Bengaluru boasts of the first Indian woman co-founder and CEO of a unicorn (privately held startup company valued at over $1 billion). 27-year-old Ankiti Bose started her fashion company Zilingo, when she was just 23. Her company is now valued at a whopping 1 billion US dollars in just four years.

Ankiti Bose and Dhruv Kapoor began this venture together. While Bose heads the fashion aspect, Kapoor heads the company's 100-person tech team. The duo has made Zilingo what it is today after the company roped in 226 million USD from Sequoia Capital, Singapore's sovereign wealth fund Temasek and Germany's Burda Principal Investments. The start-up has received 306 million USD in funding.

In an interview, Ankiti said she drew inspiration from the experiences that life threw at her. With her father's job at a state-owned oil company taking their family from one city to another, Bose was exposed to different cultures right from her childhood. Her mother had given up her career as a university professor to devote time for her only child. Ankiti stated that being empathetic and sensitive when dealing with people has helped her in a huge way. "Whether it is techies in Bengaluru or the fashion gurus of Singapore or merchants, being empathetic is essential," Bose said.

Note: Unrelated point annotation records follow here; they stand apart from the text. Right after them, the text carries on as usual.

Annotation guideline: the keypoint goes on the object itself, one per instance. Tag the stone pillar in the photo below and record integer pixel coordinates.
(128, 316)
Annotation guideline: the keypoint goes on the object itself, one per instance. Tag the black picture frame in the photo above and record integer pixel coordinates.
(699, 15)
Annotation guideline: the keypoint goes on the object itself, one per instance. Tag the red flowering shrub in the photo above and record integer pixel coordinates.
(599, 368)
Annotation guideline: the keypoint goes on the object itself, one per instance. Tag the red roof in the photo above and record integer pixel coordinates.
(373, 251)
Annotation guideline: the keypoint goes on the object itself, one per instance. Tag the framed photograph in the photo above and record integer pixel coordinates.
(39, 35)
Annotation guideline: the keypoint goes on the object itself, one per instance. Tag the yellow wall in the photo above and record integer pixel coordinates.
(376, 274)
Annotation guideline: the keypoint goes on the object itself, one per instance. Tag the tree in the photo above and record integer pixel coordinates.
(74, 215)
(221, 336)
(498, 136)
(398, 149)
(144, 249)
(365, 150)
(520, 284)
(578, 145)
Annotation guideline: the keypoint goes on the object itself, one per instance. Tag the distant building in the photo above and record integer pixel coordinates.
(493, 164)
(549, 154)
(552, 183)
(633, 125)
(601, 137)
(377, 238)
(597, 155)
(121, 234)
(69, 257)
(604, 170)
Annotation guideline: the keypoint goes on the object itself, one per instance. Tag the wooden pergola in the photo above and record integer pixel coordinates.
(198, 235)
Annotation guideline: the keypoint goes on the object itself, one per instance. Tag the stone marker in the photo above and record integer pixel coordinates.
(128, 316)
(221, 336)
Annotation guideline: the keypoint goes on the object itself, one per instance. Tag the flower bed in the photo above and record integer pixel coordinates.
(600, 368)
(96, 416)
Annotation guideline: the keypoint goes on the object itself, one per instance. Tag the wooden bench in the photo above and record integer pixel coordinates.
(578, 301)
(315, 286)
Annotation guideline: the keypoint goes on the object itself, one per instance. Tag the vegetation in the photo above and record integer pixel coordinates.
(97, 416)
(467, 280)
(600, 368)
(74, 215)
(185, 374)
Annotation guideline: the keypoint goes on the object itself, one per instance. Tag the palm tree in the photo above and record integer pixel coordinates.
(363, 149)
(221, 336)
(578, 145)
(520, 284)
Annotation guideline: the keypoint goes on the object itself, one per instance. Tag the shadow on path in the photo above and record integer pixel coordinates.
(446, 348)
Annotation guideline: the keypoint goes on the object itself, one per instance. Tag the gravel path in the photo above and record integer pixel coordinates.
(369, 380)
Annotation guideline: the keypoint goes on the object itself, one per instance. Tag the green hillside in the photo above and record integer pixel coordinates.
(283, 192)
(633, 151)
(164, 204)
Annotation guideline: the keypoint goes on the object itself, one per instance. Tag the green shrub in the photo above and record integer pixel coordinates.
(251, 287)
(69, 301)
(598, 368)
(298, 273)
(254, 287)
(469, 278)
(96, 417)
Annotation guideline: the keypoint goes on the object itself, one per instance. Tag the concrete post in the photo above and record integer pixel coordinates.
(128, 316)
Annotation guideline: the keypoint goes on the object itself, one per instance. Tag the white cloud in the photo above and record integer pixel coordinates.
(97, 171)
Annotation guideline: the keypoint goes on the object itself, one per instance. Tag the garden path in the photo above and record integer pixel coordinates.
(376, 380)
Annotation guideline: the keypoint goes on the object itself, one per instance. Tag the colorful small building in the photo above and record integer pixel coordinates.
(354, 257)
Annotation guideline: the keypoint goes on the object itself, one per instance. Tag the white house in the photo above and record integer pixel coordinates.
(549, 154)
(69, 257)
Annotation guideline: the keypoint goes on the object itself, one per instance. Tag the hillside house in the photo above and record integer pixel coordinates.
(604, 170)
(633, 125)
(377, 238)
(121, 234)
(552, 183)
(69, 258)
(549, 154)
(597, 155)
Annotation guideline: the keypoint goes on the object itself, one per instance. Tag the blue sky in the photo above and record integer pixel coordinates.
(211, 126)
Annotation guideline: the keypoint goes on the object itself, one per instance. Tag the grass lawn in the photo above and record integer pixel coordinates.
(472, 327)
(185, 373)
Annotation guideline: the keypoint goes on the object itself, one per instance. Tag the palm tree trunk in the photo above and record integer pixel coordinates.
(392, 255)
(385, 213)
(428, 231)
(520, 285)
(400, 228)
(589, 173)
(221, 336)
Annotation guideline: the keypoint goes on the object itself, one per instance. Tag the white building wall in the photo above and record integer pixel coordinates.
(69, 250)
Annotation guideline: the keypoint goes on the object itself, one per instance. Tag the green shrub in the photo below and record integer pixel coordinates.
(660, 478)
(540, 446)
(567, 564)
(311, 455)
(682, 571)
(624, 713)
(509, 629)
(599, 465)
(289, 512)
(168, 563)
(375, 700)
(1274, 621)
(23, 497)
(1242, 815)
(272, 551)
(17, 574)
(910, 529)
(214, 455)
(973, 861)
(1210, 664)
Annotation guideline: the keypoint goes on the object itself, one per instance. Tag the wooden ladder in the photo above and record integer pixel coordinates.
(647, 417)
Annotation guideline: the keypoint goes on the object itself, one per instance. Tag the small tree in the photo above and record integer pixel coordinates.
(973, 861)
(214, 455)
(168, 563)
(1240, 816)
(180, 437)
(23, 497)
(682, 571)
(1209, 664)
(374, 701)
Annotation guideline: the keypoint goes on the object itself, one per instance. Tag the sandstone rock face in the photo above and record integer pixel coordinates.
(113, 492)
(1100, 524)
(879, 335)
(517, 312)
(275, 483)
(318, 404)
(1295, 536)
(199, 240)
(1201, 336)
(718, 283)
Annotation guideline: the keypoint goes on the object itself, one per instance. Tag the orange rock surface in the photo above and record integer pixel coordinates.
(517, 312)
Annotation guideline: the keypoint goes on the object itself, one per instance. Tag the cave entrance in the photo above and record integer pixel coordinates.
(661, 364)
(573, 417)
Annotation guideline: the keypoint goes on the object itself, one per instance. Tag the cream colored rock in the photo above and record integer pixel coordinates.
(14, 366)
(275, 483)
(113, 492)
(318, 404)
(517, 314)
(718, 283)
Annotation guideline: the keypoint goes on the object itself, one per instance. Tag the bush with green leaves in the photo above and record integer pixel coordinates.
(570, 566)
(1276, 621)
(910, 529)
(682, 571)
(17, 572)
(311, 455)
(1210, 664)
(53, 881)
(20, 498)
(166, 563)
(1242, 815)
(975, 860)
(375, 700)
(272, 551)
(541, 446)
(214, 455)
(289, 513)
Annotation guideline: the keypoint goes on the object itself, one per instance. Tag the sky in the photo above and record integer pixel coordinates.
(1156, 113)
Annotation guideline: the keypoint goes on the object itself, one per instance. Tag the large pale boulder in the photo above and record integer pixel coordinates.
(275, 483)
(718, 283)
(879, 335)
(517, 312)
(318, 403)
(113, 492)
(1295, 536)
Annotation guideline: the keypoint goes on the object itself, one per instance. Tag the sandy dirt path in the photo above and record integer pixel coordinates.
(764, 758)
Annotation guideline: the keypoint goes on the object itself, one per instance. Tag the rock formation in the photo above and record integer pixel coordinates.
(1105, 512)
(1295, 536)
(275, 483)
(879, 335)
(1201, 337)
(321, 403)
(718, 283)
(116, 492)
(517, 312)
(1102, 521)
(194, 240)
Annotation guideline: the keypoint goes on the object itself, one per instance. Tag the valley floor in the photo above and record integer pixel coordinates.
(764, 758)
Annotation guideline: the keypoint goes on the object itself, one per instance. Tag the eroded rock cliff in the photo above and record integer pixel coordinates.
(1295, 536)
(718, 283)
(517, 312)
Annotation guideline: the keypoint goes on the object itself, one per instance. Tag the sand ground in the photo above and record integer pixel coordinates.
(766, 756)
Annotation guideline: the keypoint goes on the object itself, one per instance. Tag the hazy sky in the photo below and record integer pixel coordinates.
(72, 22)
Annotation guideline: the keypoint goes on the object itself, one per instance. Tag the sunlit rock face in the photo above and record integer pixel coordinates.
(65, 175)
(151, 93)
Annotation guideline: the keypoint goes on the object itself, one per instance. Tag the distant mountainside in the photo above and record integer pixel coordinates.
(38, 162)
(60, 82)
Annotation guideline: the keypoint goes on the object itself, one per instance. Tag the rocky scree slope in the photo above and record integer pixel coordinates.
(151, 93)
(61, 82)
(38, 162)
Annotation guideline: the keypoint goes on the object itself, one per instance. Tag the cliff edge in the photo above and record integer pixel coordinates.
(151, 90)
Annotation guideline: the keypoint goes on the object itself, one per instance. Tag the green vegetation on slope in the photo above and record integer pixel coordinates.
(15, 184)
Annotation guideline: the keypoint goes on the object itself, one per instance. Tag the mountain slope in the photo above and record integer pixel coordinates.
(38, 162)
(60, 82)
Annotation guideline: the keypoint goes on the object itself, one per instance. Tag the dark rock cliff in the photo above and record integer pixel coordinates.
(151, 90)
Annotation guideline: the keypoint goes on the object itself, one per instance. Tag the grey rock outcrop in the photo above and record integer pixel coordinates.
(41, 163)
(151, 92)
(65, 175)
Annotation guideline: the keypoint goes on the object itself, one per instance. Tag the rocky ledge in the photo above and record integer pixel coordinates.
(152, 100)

Ankiti recalls being enthusiastic to learn new things, "I would raise my hand and say, 'Teach me everything'," she said in an interview. Even as a child, Ankiti Bose excelled at everything she ventured in. She graduated from St. Xavier's College in Mumbai with an economics and mathematics degree, before taking up a job with a consultancy McKinsey & Co in India. She covered India's growing technology, media and telecom sector. After gaining experience after evaluating major startups in Southeast Asia, Ankiti Bose took the entrepreneurial plunge and started

Bose knew that there was a business opportunity for small merchants when she observed Bangkok's Chatuchak Market, wherein about 15,000 shops selling goods from across Thailand had no sufficient opportunity to expand. Zilingo started by helping such small merchants sell to consumers directly. Both, Ankiti and Dhruv dealt with thousands of sellers on a daily basis and realised that these sellers lacked access to technology, capital and economies. They then decided to expand to include developing software and other tools which would allow vendors to access factories from Bangladesh to Vietnam. The company also helped in cross border shipping and inventory management. The involvement doesn't stop there, the company even worked with financial technology to provide working capital to small sellers so as to help them buy raw materials.

Zilingo has now grown to have offices in eight countries with over 400 employees. It operates fashion e-commerce sites in Indonesia, Thailand and the Philippines while also preparing to launch in Australia.

The number of women entrepreneurs are still far less in the start-up world making Ankiti’s efforts in achieving this difficult feat highly commendable. According to sources, as of May 2018 in about 239 venture capital-backed start-ups around the world, estimated at, at least $1 billion USD, there were only 23 female founders.